On the other hand, the use of functional neuroimaging techniques can detect the location of brain damage and examine the signs of consciousness.
Some of the techniques used in the diagnosis of captive syndrome or Locked-in syndrome are (National Organization for Rare Diseases, 2010):
- Magnetic Resonance Imaging ( MRI ) – are often used to confirm brain damage in areas related to the captive syndrome.
- Magnetic resonance angiography: used to identify the possible presence of a blood clot or thrombus in the arteries that supply the brainstem.
- Electroencephalogram (EEG): used to measure brain activity, may reveal the presence of signal processing in the absence of explicit consciousness, wakefulness and sleep cycles, among other aspects.
- Electromyography and nerve conduction studies are used to rule out damage to the peripheral nerves and muscles.
There is currently no cure for captive syndrome, nor a protocol or standard course of treatment (National Institute of Neurological Disorders and Stroke, 2007).

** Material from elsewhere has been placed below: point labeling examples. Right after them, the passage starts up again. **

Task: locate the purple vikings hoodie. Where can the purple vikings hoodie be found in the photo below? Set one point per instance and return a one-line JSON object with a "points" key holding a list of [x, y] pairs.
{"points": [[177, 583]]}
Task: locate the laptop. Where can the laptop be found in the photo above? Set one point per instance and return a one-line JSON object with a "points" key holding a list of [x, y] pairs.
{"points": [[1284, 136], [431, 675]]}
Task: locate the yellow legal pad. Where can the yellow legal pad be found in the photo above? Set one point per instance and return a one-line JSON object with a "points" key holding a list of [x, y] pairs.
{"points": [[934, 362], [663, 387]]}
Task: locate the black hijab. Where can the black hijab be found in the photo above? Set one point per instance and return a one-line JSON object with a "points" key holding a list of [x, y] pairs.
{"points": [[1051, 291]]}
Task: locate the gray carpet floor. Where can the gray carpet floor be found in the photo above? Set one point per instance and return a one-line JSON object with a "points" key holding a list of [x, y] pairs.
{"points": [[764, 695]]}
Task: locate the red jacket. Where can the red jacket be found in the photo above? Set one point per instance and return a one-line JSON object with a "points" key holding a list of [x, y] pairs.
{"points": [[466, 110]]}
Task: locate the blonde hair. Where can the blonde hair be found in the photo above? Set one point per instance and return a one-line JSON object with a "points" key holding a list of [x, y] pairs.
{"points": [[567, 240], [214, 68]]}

The initial treatment in this pathology is directed to the treatment of the etiologic cause of the disorder (National Organization for Rare Diseases, 2010).
In the early stages it will be necessary to use basic medical care both to protect the patient’s life and to control possible complications. They often require the use of artificial breathing or feeding measures through gastrostomy (feeding through a small had inserted into the stomach (National Organization for Rare Diseases, 2010).
Once the acute phase is over, the therapeutic interventions are oriented toward autonomous recovery of respiratory function, recovery of swallowing and independent micturition, development of the motor of the head and neck, and finally, the establishment of a communicative code through of eye movement (Orphanet, 2012).
Subsequently, the treatment is directed toward the recovery of voluntary movements. In some cases, movement of the fingers, control of swallowing or production of some sounds is achieved, while in others the control of any voluntary movement is not achieved. National Organization for Rare Diseases, 2010).